I'm trying to implement an event time temporal join in Flink. Here's the first join table:
tEnv.executeSql("CREATE TABLE AggregatedTrafficData_Kafka ("
"`timestamp` TIMESTAMP_LTZ(3),"
"`area` STRING,"
"`networkEdge` STRING,"
"`vehiclesNumber` BIGINT,"
"`averageSpeed` INTEGER,"
"WATERMARK FOR `timestamp` AS `timestamp`"
") WITH ("
"'connector' = 'kafka',"
"'topic' = 'seneca.trafficdata.aggregated',"
"'properties.bootstrap.servers' = 'localhost:9092',"
"'properties.group.id' = 'traffic-data-aggregation-job',"
"'format' = 'json',"
"'json.timestamp-format.standard' = 'ISO-8601'"
")");
The table is used as a sink for the following query:
Table aggregatedTrafficData = trafficData
.window(Slide.over(lit(30).seconds())
.every(lit(15).seconds())
.on($("timestamp"))
.as("w"))
.groupBy($("w"), $("networkEdge"), $("area"))
.select(
$("w").end().as("timestamp"),
$("area"),
$("networkEdge"),
$("plate").count().as("vehiclesNumber"),
$("speed").avg().as("averageSpeed")
);
Here's the other join table.
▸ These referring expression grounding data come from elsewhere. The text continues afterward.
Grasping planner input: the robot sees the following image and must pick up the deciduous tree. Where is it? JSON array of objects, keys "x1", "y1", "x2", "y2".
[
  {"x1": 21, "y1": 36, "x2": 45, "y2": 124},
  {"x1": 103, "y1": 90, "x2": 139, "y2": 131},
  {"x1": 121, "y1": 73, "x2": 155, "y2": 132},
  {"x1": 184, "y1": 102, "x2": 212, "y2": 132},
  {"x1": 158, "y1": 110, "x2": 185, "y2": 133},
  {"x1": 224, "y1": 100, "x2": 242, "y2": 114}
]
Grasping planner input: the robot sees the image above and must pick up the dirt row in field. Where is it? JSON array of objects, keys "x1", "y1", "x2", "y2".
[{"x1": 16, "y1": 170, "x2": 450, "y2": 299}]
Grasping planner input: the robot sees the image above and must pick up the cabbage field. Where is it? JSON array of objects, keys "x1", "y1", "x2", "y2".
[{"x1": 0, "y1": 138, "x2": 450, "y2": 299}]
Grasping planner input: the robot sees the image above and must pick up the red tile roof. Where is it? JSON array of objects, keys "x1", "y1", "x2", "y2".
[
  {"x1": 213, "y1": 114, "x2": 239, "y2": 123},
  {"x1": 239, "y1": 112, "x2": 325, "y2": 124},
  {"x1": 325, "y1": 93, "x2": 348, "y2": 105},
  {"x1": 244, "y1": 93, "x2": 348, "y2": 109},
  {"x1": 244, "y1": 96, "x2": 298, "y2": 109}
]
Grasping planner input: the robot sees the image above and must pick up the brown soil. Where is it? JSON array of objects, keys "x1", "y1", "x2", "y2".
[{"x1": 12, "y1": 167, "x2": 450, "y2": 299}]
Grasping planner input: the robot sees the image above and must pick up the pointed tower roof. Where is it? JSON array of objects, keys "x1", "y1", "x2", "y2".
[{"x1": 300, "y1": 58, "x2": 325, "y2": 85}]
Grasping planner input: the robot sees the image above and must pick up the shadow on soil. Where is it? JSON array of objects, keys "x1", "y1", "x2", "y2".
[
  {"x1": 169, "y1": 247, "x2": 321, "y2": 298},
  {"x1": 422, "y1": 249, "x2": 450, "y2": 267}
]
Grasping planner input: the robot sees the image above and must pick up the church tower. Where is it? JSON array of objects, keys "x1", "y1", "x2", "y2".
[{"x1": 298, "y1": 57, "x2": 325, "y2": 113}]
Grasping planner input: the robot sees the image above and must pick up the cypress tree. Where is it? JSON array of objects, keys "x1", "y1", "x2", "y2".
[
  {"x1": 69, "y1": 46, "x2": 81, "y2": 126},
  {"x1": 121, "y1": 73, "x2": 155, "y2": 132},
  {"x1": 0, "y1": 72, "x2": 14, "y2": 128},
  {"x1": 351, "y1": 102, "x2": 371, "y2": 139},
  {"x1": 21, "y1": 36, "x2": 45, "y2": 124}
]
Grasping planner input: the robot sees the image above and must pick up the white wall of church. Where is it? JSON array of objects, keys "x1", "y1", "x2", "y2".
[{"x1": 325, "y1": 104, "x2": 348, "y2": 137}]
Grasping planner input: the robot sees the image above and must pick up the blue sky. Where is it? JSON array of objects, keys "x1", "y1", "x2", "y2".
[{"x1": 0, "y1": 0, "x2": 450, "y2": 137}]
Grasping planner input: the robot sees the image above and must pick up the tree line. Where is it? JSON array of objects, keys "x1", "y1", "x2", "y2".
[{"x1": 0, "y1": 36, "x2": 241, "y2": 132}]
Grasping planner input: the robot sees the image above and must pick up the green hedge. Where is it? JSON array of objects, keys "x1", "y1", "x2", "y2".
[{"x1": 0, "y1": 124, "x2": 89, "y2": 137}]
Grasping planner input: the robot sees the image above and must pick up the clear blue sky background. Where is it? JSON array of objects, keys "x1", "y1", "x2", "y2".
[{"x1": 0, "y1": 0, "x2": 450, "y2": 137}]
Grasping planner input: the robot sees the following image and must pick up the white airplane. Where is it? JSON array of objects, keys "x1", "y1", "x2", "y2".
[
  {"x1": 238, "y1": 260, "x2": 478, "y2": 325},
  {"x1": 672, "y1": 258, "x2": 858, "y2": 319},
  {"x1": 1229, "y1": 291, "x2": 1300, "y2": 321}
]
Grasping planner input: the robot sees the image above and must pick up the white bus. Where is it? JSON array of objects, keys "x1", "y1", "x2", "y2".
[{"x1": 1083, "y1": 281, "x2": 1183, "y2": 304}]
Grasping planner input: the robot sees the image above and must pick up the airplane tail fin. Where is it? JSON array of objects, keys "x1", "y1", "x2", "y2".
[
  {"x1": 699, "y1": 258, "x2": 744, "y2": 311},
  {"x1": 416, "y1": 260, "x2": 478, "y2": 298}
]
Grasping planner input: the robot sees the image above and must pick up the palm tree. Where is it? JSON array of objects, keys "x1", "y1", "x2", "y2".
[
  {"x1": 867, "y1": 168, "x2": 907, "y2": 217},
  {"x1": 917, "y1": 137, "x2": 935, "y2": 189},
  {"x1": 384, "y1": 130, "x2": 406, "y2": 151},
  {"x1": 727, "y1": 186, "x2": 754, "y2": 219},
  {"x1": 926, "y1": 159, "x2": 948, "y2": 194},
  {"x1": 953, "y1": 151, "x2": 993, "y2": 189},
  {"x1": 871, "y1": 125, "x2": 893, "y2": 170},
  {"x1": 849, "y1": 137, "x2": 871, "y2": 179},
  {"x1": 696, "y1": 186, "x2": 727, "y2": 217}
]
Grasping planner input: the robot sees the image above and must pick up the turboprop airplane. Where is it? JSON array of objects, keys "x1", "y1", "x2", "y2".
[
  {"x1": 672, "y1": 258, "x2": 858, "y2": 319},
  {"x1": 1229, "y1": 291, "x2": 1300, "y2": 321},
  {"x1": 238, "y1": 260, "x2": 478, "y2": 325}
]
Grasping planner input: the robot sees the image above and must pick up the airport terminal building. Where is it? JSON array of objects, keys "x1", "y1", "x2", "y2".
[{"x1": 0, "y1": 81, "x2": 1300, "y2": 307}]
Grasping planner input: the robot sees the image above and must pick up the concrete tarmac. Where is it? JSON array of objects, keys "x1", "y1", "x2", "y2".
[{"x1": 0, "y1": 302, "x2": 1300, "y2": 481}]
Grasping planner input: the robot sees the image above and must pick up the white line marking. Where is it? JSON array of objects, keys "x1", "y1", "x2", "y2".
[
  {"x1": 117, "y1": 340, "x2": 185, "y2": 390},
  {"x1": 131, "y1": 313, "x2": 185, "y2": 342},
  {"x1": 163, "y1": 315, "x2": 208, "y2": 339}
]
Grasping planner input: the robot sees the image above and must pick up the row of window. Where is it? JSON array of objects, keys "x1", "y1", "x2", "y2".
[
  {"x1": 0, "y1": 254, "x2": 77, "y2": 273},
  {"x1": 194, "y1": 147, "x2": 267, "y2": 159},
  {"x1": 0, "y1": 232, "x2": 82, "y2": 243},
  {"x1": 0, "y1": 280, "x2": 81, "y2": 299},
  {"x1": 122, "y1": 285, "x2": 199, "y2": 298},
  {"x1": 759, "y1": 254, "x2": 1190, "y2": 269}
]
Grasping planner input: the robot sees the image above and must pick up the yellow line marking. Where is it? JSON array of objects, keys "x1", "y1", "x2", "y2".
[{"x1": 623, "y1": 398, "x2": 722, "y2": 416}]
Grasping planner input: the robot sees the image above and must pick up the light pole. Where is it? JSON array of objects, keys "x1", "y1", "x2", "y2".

I use Debezium to stream a Postgres table into Kafka:
tEnv.executeSql("CREATE TABLE TransportNetworkEdge_Kafka ("
"`timestamp` TIMESTAMP_LTZ(3) METADATA FROM 'value.source.timestamp' VIRTUAL,"
"`urn` STRING,"
"`flow_rate` INTEGER,"
"PRIMARY KEY(`urn`) NOT ENFORCED,"
"WATERMARK FOR `timestamp` AS `timestamp`"
") WITH ("
"'connector' = 'kafka',"
"'topic' = 'seneca.network.transport_network_edge',"
"'scan.startup.mode' = 'latest-offset',"
"'properties.bootstrap.servers' = 'localhost:9092',"
"'properties.group.id' = 'traffic-data-aggregation-job',"
"'format' = 'debezium-json',"
"'debezium-json.schema-include' = 'true'"
")");
Finally here's the temporal join:
Table transportNetworkCongestion = tEnv.sqlQuery("SELECT AggregatedTrafficData_Kafka.`timestamp`, `networkEdge`, "
"congestion(`vehiclesNumber`, `flow_rate`) AS `congestion` FROM AggregatedTrafficData_Kafka "
"JOIN TransportNetworkEdge_Kafka FOR SYSTEM_TIME AS OF AggregatedTrafficData_Kafka.`timestamp` "
"ON AggregatedTrafficData_Kafka.`networkEdge` = TransportNetworkEdge_Kafka.`urn`");
The problem I'm having is that the join works only for the first few second (after an update in the Postgres table), but I need to continuosly join the first table with debezium one. Am I doing something wrong? Thanks euks
CodePudding user response:
Temporal joins using the AS OF syntax you're using require:
- an append-only table with a valid event-time attribute
- an updating table with a primary key and a valid event-time attribute
- an equality predicate on the primary key
When Flink SQL's temporal operators are applied to event time streams, watermarks play a critical role in determining when results are produced, and when the state is cleared.
When performing a temporal join:
- rows from the append-only table are buffered in Flink state until the current watermark of the join operator reaches their timestamps
- for the versioned table, for each key the latest version whose timestamp precedes the join operator's current watermark is kept in state, plus any versions from after the current watermark
- whenever the join operator's watermark advances, new results are produced, and state that's no longer relevant is cleared
The join operator tracks the watermarks it receives from its input channels, and its current watermark is always the minimum of these two watermarks. This is why your join stalls, and only makes progress when the flow_rate is updated.
One way to fix this would be to set the watermark for the TransportNetworkEdge_Kafka table like this:
"WATERMARK FOR `timestamp` AS " Watermark.MAX_WATERMARK
This will set the watermark for this table/stream to the largest possible value, which will have the effect of making the watermarks from this stream irrelevant -- this stream's watermarks will never be the smallest.
This will, however, have the drawback of making the join results non-deterministic.